Don't mess with the press
by
David Grand
December 9, 2004
As a seasoned, astute politician you'd think Governor Ehrlich would be savvy enough to know that getting into a (expletive deleted) contest with the Fourth Estate is as futile as trying to subdue an Anaconda barehanded without being squeezed to death and swallowed whole. It's just doesn't pay.
Now, it's one thing to give journalists who'd written something that got his ire up the "cold shoulder," but it's quite another to announce a gag order for all state employees as a way of socking it to two of the Sun's top journalists: David Nitkin, who broke the story about Ehrlich's plan to sell 836 acres of state land to a campaign contributor; and columnist Michael Olesker for questioning Ehrlich's ethics in using taxpayer money in commercials in which he was featured promoting state tourism.
But that apparently was but the final straw in Ehrlich's mind to the long-standing feud that's existed between the Sun and Ehrlich ever since a 2002 Sun editorial endorsed his opponent Kathleen Kennedy Townsend, and saying that his running mate was chosen because of "the color of his skin."
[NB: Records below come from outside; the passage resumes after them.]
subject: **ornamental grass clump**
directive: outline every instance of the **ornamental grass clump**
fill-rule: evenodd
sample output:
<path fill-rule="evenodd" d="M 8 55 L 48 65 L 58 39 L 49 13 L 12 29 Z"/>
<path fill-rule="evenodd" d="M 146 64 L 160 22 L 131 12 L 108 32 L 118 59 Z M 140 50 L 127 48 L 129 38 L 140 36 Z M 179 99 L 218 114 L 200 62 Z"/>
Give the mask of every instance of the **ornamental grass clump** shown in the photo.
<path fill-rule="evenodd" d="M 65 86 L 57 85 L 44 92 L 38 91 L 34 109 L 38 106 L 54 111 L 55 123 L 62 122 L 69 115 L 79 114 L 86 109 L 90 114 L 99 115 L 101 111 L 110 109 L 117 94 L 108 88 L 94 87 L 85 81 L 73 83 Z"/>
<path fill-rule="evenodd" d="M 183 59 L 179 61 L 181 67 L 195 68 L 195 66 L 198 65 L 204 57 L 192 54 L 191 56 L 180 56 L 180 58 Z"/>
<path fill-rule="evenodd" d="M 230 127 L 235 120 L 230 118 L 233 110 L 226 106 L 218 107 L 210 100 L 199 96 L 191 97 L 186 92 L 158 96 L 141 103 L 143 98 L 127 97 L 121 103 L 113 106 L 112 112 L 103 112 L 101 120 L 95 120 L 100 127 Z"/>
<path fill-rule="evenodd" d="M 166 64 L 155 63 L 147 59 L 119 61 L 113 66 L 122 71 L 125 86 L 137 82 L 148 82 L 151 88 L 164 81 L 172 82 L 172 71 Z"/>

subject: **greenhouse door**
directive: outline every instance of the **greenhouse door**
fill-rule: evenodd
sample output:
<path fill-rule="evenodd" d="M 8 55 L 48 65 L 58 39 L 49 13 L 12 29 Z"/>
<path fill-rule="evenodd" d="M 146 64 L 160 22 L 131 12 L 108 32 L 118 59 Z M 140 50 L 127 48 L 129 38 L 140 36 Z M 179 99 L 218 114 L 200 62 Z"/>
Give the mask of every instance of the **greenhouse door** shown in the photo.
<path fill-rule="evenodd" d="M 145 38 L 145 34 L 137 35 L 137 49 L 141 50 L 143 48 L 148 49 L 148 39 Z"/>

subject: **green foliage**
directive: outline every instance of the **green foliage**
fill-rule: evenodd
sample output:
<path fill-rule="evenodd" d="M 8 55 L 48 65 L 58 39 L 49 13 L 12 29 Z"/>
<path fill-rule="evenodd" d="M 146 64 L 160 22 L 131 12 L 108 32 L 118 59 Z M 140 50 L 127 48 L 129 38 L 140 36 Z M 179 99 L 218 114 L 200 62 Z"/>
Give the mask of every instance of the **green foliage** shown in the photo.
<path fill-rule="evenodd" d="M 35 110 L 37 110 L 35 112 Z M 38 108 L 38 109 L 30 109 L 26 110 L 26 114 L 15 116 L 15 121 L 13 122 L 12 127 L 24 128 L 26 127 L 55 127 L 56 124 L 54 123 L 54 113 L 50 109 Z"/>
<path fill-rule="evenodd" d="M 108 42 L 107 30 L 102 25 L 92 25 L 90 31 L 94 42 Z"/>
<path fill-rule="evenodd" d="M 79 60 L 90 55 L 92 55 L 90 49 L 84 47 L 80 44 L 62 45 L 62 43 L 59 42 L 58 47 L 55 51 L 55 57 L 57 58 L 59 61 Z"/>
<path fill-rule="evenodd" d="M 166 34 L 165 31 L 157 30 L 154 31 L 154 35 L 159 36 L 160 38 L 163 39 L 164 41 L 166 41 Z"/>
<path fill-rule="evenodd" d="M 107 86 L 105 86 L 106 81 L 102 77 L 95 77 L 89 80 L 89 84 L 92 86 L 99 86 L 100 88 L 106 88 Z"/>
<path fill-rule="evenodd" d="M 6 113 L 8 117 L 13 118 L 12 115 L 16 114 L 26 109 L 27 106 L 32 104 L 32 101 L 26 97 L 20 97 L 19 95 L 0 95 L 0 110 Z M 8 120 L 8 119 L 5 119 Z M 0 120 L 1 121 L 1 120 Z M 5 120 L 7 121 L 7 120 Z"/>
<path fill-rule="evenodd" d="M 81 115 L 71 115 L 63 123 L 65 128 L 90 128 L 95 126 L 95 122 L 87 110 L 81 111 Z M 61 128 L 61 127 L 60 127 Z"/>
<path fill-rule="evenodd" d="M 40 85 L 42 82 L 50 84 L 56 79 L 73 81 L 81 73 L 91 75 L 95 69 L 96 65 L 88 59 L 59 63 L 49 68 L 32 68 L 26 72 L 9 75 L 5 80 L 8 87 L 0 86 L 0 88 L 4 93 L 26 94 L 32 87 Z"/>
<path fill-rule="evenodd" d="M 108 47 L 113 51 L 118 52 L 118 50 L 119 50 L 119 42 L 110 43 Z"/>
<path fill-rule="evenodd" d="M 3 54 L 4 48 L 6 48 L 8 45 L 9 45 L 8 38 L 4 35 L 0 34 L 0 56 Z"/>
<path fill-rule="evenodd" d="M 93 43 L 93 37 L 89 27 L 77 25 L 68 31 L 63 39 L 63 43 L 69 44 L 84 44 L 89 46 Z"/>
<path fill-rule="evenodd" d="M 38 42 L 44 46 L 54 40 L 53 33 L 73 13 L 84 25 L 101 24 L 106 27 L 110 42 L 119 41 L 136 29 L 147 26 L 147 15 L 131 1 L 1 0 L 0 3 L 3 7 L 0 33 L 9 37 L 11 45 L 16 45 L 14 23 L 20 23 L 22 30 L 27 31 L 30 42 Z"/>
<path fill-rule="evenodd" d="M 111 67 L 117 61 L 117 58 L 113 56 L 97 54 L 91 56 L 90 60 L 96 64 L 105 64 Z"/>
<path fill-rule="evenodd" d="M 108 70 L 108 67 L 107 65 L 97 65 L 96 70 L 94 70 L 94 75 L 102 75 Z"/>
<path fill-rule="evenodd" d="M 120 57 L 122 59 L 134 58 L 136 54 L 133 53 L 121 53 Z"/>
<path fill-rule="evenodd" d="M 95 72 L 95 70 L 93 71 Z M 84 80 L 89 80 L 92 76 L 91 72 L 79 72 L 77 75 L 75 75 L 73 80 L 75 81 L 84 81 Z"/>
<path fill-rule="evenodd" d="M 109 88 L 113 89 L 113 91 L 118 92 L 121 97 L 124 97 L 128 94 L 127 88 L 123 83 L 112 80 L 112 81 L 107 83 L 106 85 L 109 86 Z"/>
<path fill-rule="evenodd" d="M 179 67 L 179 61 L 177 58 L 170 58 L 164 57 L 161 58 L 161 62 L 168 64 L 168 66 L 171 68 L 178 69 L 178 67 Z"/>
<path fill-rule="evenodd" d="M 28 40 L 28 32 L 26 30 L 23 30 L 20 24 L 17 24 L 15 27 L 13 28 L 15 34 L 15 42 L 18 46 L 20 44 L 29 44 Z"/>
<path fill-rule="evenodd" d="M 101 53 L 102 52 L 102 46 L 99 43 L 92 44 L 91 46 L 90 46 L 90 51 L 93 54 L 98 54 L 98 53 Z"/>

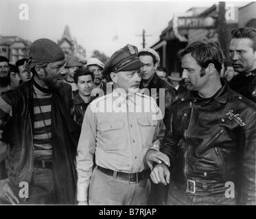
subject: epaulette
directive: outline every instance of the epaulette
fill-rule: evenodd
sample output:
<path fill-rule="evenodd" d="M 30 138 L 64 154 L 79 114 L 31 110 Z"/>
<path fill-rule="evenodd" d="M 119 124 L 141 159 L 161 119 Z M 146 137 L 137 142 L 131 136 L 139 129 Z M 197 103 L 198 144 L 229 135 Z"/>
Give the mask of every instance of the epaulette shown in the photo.
<path fill-rule="evenodd" d="M 95 96 L 93 101 L 95 102 L 95 103 L 102 101 L 104 101 L 105 99 L 106 99 L 108 97 L 109 97 L 111 95 L 112 95 L 112 93 L 104 95 L 104 96 L 100 96 L 100 97 Z"/>
<path fill-rule="evenodd" d="M 186 99 L 187 97 L 186 93 L 182 93 L 179 94 L 177 96 L 176 96 L 174 99 L 172 100 L 172 103 L 178 101 L 184 101 Z"/>

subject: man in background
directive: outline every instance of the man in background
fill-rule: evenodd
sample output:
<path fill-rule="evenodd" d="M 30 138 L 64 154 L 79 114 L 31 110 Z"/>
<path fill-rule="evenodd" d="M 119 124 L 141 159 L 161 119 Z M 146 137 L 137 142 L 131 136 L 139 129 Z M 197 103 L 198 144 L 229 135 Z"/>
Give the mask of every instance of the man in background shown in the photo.
<path fill-rule="evenodd" d="M 67 78 L 65 82 L 70 84 L 72 87 L 73 95 L 78 93 L 78 87 L 75 85 L 74 80 L 74 75 L 75 70 L 79 68 L 82 68 L 82 64 L 79 62 L 79 59 L 75 55 L 67 55 L 67 64 L 65 66 L 65 69 L 67 70 Z"/>

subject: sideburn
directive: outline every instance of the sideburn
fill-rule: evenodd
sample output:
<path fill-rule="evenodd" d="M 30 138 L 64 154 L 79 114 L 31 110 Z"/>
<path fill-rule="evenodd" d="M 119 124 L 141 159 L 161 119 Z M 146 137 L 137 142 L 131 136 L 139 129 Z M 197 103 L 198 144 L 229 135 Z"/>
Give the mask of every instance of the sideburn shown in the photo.
<path fill-rule="evenodd" d="M 10 73 L 6 77 L 0 77 L 0 87 L 5 88 L 10 85 L 11 79 L 10 78 Z"/>

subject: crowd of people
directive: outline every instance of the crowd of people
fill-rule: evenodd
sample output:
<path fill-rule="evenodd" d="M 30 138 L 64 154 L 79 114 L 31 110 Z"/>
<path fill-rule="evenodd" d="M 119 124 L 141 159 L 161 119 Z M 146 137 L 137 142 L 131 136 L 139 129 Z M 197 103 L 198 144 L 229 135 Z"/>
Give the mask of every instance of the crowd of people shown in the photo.
<path fill-rule="evenodd" d="M 0 204 L 255 205 L 256 29 L 231 34 L 233 70 L 218 42 L 170 74 L 129 44 L 105 64 L 46 38 L 0 56 Z"/>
If in fact that was a factor in his choosing Michael Steele, I'd compliment rather that criticize him for making a shrewd political move. For with a large African-American population in the state, particularly in Baltimore City, it could undercut O'Malley's chances of defeating him in 2006.
It's too bad that rather than crossing swords with the Sun's editor that he didn't take the tact that Jefferson took by not dignifying with a response the savage attacks made against him regarding his sexual exploits by the top muckraker of the time James Thompson Callender, who wrote for the Richmond Recorder. Better yet, he could've followed Comptroller Schaefer's example, who although constantly at odds with the press never banned his "picadors," giving 'em instead funny names, like Minnesota Gov. Jesse Ventura did by issuing to the media badges labeling them as "jackals."
Let's see if I can come up with some apt names Ehrlich could use to deride his tormentors. How about "Bottom-feeder" Franklin (the Sun's Editor), "Nitpicking" Nitkin, and "Overkill" Olesker?
In closing, I commend Ehrlich for not considering (even for a fleeting moment I'm sure) having them "permanently silenced," as Gordon Liddy and Howard Hunt of Watergate fame contemplated doing after being tasked by Nixon's domestic policy advisor John Ehrlichman of coming up with ways of stopping that constant pain in Nixon's lower bowels, Washington Post columnist Jack Anderson. Among the options they debated were: covertly giving him a doze of LSD, which would impair him so much he'd die in a traffic accident; putting a tablet of poison inside an aspirin bottle; or to simply shoot him and stage it as some kind of street corner crime.
But it was decided at the last moment to call the murder plot off, believing that might be too harsh a penalty for that troublesome columnist. (And as crazy as it sounds, the source of this plot is none other than Gordon Liddy.)
Gee, I sure hope none of my readers consider me to be other than a kind, warmhearted, inoffensive columnist, rather than as a troublesome muckraker. (You need not write a letter to the editor expressing which niche you'd put me in.)